Une ruelle couverte de seborga reliant la place de l'église à l'entrée du village
Seborga conserve cependant ses charmes. Il faut y aller en février quand les mimosas sont en fleurs. Le village est alors cerné d'une armée d'arbustes jaunes qui resplendissent sous le franc soleil d'hiver. Le dimanche matin, l'on est accueilli par les jeux des chiens qui courent dans les rues, les anciens assis devant la fontaine. On papote tranquillement entre passants et habitants accoudés à leurs fenêtres. Devant l'ancien palais, seule la guérite évoque les temps anciens, les chats cherchant le soleil ont remplacé les touristes.

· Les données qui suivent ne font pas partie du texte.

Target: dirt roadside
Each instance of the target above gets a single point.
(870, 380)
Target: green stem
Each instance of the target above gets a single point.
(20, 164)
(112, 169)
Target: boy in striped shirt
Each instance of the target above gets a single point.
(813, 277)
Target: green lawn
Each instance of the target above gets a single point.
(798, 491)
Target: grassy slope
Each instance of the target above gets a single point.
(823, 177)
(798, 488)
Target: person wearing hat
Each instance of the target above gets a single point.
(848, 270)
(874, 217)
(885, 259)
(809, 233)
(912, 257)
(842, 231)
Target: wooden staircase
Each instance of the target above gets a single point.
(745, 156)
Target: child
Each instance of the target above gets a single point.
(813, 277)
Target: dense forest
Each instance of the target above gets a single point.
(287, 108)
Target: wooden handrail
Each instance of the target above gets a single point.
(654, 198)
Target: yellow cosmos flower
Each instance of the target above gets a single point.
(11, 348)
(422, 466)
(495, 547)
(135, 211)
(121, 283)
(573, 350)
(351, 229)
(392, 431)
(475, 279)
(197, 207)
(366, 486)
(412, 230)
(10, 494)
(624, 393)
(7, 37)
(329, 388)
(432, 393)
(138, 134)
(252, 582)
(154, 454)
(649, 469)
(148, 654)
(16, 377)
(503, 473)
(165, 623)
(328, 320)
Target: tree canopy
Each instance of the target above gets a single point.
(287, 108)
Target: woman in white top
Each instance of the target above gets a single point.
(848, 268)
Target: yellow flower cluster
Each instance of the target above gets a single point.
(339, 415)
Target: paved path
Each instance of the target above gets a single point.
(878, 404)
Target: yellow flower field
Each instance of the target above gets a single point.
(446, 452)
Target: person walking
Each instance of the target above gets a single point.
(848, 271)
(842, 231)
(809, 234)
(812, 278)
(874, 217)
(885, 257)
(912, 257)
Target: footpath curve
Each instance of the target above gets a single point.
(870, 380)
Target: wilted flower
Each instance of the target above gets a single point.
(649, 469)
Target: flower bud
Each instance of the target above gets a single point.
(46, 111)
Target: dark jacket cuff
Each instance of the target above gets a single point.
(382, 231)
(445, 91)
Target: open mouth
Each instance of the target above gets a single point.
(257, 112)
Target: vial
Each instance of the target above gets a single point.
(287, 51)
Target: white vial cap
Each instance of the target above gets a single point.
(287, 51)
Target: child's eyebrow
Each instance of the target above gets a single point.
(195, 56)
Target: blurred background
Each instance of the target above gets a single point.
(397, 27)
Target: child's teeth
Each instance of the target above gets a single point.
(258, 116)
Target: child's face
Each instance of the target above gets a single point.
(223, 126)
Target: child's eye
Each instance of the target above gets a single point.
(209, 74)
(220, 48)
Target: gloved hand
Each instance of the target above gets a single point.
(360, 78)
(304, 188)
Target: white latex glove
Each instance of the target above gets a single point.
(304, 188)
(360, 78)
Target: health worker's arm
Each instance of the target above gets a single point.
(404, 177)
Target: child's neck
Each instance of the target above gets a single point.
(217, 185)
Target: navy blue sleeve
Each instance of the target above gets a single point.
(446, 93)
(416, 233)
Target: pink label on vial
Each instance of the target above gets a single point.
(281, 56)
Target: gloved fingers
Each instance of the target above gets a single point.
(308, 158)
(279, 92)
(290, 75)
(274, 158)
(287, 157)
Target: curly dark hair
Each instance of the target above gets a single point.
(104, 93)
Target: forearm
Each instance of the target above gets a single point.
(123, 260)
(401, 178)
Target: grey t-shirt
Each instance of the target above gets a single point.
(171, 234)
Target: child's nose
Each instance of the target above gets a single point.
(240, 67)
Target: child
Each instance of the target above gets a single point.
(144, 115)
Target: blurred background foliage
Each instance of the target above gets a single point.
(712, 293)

Une des deux épiceries de Seborga
Après avoir enjambé quelques marches sous un passage voûté on débouche sur la place de l'église. Un monde en miniature : trois ou quatre arches abritent l'une des deux épiceries du village et une boutique de souvenirs font face à l'église dont la façade colorée aux pilastres en trompe-l'oeil et la figure de l'archange saint Michel illumine l'endroit.
Les commerçants sont cordiaux. Chaque année à Noël, celle qui tient la boutique de souvenirs propose des cartes de voeux fait main. Je ne manque jamais d'aller en chercher une, empruntant la route qui serpente au milieu des collines .
A gauche, un des gardes de Seborga en uniforme bleu et blanc.
A droite :Même après la disparition de Giorgio Ier
les ordres deSeborga restent présents à Seborga.